1) Coup de peinture!

9.8K 278 31
                                    

Mon corps déambule parmi le matériel posé au sol et s'amuse à n'avancer que sur l'intérieur des carreaux pour atteindre mon objectif. Les années ont beau défiler, je prends toujours un malin plaisir à revivre ces jeux d'enfants, fuyant les contraintes des adultes. Mais il y en a un qui ne manque pas de me rappeler mes responsabilités à chaque instant.

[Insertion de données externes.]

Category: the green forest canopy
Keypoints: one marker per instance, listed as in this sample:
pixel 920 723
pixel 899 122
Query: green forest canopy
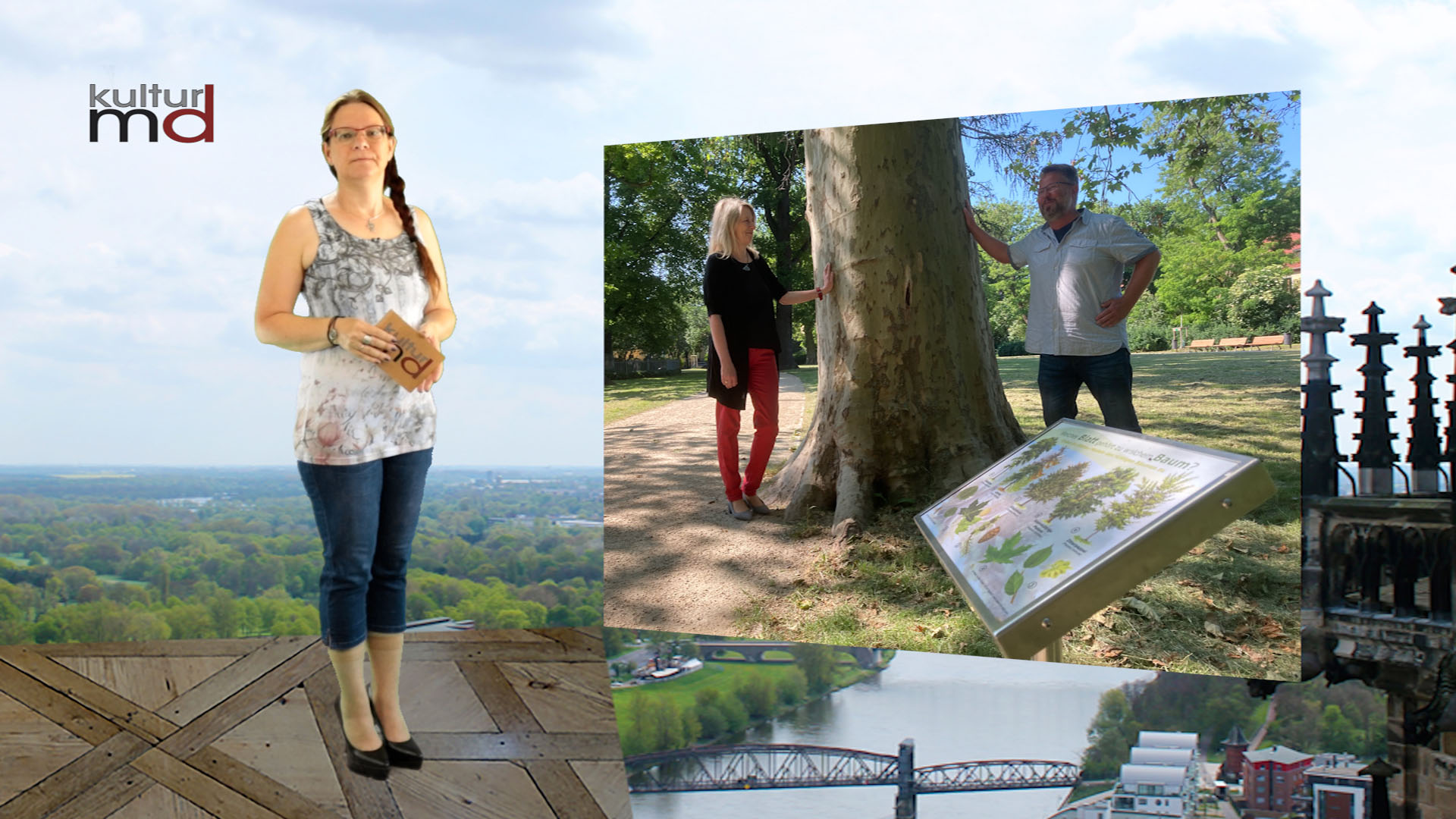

— Fais gaffe où tu mets les pieds ! me prévient Jake alors qu'il termine de peindre le dernier pan de mur du salon.
— Oui oui, j'ai vu !

Ce studio n'est pas des plus grands mais se révèle être une véritable corvée au moment de le remettre à neuf. Je regrette mes cadres installés à tout va et les stickers d'encouragement posés à chaque endroit où mes yeux croisaient le vide déprimant d'un mur blanc. Je suis de ceux qui vivent leurs émotions à l'extrême. Il me faut toujours plus de rose, plus de sourire et de légèreté. Chaque petit moment de bonheur est vécu comme une victoire. Mais l'hyperémotive que je suis n'ignore pas que les déceptions sont elles aussi plus cruelles. Mes pieds, emmitouflés dans des chaussettes aux motifs licornes s'amusent à passer par-dessus les pots de peinture et les bacs servant à récupérer le trop plein des rouleaux. Cependant, le bruit d'un objet s'écrasant au sol me pétrifie et je me refuse à regarder derrière moi la catastrophe que je viens de produire. Dans la vie, il faut savoir fermer les yeux pour se convaincre qu'il n'y a pas de problèmes.

— Lili ? m'interpelle celui qui se retourne et éclate ma bulle de cécité.

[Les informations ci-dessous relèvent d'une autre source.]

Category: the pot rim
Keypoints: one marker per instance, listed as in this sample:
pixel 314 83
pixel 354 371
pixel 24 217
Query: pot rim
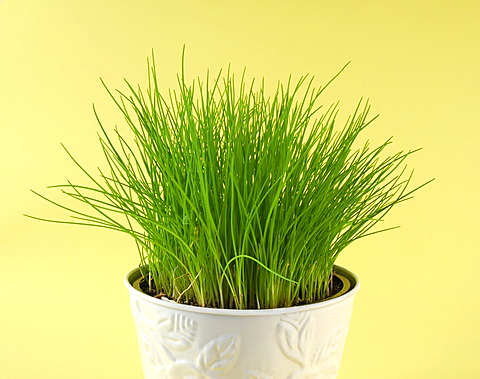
pixel 133 275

Je me retrouve dans l'obligation de sortir mes plus beaux arguments pour défendre mon saut de biche manqué. Je suis certaine qu'il comprendra tout à fait quelles étaient mes intentions d'organiser un parcours du combattant au milieu de ces objets que je ne manipule jamais.

— Alors... Comment te dire ? Ce n'est pas vraiment moi. Il s'est mis sur mon passage et...
— Cours vite avant que je ne t'attrape.

Je reconnais là l'appel du loup et me mets à fuir dans cet appartement si petit qu'une souris en aurait fait rapidement le tour. Ma stratégie me mène jusqu'au bac de douche dans lequel je tente de refermer la paroi usée et difficilement coulissante. Tel un animal affamé, Jake me fait face et brandit le pinceau que j'aurais par mégarde fait tomber au sol. Je me retiens de lui affirmer qu'il est imprudent de mettre des objets en équilibre au-dessus des bacs de peinture car ses yeux m'invitent au silence. Je ressens actuellement les sensations et les dernières pensées du petit chaperon rouge avant de se faire manger.

— Lili Bennett, tu vas prendre cher, ma belle.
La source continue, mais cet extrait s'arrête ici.